Yelloway and Ellen Smiths
It was as a parcels delivery service using pony and cart that Robert Holt began his business in 1902 before joining up with his brother two years later to operate a general carriers company, but it wasn’t long before the pony was replaced by steam and motor lorries.
On slack weekends the lorries would be adapted and by May 1913 the Holts had built their first purpose-built charabanc, a 28-seater Dennis, registering Yelloway as a passenger-carrying company in 1915. In the early days their routes were short, sometimes only to Hollingworth Lake, but before long trips were being taken farther afield, their familiar yellow coachwork becoming famous across the region. Soon, Holt Brothers extended their routes through Manchester and Oldham and into the 1920’s throughout the North West and to London as an express service. Times were hard for business in the late 1920’s and early 1930’s and the Holts business went into administration, being bought by a consortium who named the company Yelloway Motor Service Ltd in 1931.
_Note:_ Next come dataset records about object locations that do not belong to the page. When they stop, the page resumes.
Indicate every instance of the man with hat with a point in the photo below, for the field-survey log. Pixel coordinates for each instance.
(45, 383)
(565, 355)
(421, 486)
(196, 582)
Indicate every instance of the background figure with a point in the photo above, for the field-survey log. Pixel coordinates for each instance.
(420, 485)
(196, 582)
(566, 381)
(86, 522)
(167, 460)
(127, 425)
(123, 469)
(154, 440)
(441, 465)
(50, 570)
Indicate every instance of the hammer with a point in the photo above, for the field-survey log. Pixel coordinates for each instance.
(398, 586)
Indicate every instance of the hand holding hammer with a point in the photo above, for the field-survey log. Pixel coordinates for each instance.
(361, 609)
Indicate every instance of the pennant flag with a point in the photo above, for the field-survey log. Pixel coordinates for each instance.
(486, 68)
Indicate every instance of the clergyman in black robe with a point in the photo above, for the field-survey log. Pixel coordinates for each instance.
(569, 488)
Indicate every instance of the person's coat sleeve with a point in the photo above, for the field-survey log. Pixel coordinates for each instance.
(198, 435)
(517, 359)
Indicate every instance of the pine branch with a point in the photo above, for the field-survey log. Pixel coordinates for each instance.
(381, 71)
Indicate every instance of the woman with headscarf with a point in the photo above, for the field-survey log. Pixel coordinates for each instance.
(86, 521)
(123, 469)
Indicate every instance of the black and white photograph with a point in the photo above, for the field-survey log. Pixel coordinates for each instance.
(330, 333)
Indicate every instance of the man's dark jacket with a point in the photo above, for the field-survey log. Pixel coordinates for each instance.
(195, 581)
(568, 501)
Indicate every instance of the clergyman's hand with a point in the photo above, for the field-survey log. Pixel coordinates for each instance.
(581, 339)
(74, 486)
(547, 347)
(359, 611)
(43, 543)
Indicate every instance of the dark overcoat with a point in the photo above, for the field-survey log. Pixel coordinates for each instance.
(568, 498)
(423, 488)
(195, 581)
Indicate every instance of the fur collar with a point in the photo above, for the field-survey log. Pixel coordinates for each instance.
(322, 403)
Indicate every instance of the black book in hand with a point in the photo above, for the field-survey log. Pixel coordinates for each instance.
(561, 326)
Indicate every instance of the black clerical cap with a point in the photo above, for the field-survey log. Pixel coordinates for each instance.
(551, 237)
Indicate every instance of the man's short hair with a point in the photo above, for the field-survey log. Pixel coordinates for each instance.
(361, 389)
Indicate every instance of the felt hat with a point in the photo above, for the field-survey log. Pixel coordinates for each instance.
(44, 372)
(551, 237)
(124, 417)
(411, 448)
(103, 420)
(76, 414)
From its garage in Weir Street (now where the new library stands at Number One Riverside) the company extended its routes throughout the 1930’s although the war cut them back again, financial events requiring the expedience of a sale of their services to local corporations. But after World War II Yelloway expanded once more by buying out existing operators and licenses for express tours to run to North Wales and additional routes to Cleveleys. This buy-out continued through the 1950’s and 1960’s, capitalising on the heyday of mill town holidays especially to the Lancashire coast and North Wales. However, the 1970’s saw Yelloway relinquish some of its longer routes to the National Bus Company to whom they remained under contract until the late 1980’s.
It is fitting, perhaps that the route which Rochdale people knew best – from the town to Blackpool – should be the last to go in the late 1980’s after which, due to maintenance problems and ageing coaches Yelloway was placed under the control of Crosville Motor Services along with what contract work remained. In 1986 Courtesy Coaches bought the rights to the Yelloway name and operated until 2013 since when Yelloway Coaches Ltd has run a fleet of coaches out of Oldham.
Ellen Smith’s had rural beginnings with Littleborough farmers Ellen Gibson and Lund Smith. Alongside selling farm produce or carrying out local removals in covered vans, they opened in 1900 a horse-drawn haulage business. On Lund Smith’s death in 1907 Ellen took up the reins of the business with her three sons and soon were stripping lorries and adapting them for passenger transport, promoting themselves as ‘Luxury coaching at its best.’
By 1911 Ellen Smith’s was operating nationally as a charabanc service, Gracie Fields remembering as a child of 13 taking their coach on a trip to Torquay. By the 1920’s the company was running Leyland M-type charabancs to Eastbourne, and by 1925 ‘chara parties’ had become all the rage in Ellen Smith’s purpose-built 26-seater bodies built by Jack Crabtree (in one week) over a Leyland Lioness chassis. At that time, Ellen Smith’s garage and lean-to office stood at Wardleworth just before Heybrook School (now the site of the ATS Euromaster garage) later operating sales and ticketing from their familiar town centre booking office in Newgate.
With their white coaches with red piping and leaping tiger symbol, Ellen Smith’s coaches were part of the Rochdale scene for many years. Their fleet consisted initially of Lioness coaches, then Leyland Tigers from 1931 by which time they were running to almost 150 destinations as well as school trips, football and rugby excursions.
World War II saw Ellen Smith’s coaches requisitioned for such prisoner of war transport as taking Italians to help build Kirkholt estate, but into the 1950’s with the new Leyland Worldmaster coach the company set itself a long-term future into the 1990’s with a bigger fleet across more services. However, in 1991 Ellen Smith’s (Tours) was sold and operated as a subsidiary of Rossendale Transport Ltd (later Coachways Ltd) at which point the last two Smiths – Eric and Marjorie – decided to retire.
Rochdale people owe much to the initially homely and primitive but latterly luxurious coach services which Yelloway and Ellen Smith’s have provided. Generations have known the excursions across the country and with affection associated the town with their familiar livery.